'You've Got Prostate Cancer'
An American man has a 1 in 5 lifetime chance of hearing those 4 words. What he will do about them is a decision that will affect the rest of his life.
Radical prostatectomy: big, scary words that mean surgery.
The idea is to cure the cancer by removing the prostate gland and quickly getting rid of the tumor. The best candidates for surgery are patients with a good chance that their cancer has not spread beyond the walls of the prostate gland. This is not an exact science: Some 30% of these patients will not be cured because of greater-than-expected cancer spread.
What's good about surgery is that it offers the fastest and most complete chance for a cure. The downside is that the operation carries serious risks, including reactions to anesthesia, blood loss, infection, rectal injury, inability to hold one's urine, difficulty passing urine, and -- most disturbing to some patients -- impotence.
New techniques -- nerve-sparing surgery and nerve grafts -- often can prevent permanent loss of erections, urinary incontinence, and other side effects. But even when nerve-sparing surgery is a success, the incontinence and impotence usually last for months after the operation. Because prostate tumors have a nasty tendency to grow near the bundle of nerves that control erections and urination, it often is impossible to spare or repair these nerves.
External Beam Radiation
Improvements in radiation therapy -- using three-dimensional imaging for more accurate targeting of the cancer -- yield results generally considered as impressive as those achieved by surgery. However, the side effects can be just as devastating, if not as immediate. Radiation therapy requires short daily treatments for as long as seven weeks.
What's good about radiation therapy is that it avoids the risks of surgery. Some studies suggest that there is less risk of impotence and incontinence.

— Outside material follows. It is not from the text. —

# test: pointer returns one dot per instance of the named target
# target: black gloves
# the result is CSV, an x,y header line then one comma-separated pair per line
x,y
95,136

The downside is that radiotherapy can cause swelling of the bladder wall, leading to frequent and painful urination. It can also cause radiation proctitis, leading to increased pain, frequency, and urgency of bowel movements. Treatment also can cause extreme fatigue. And although many patients choose radiation therapy to avoid the risk of impotence after surgery, there is no guarantee that sexual function will be preserved. The same thing goes for urinary incontinence. And once a patient has elected radiotherapy, surgery is no longer an option.
Radioactive Seed Implants
Another way to undergo radiotherapy is to have tiny radioactive seeds implanted in and around the prostate tumor. This technique, known as brachytherapy, can be used in combination with external beam radiotherapy and hormonal therapy.
What's good about brachytherapy is that there is no surgery -- the seeds are placed using a needle guided by ultrasound or MRI. The seeds give off a high dose of radiation only in the tissues where they are placed; they are intended to spare healthy tissues in the bladder and rectum. After a short time, they become inactive. Brachytherapy is thought to carry a much lower risk of impotence than surgery, but more recent data suggest that rates of erectile dysfunction may be higher than previously thought.
The downside is that brachytherapy can cause impotence, pain or discomfort when urinating, frequent urination during the night, and urinary incontinence. It can also lead to difficulty in urination. The seeds also may become displaced and migrate into the urethra, where they can be passed to a sexual partner during intercourse. Implants can't be repeated, and the implants make surgery much more difficult if further treatment is needed.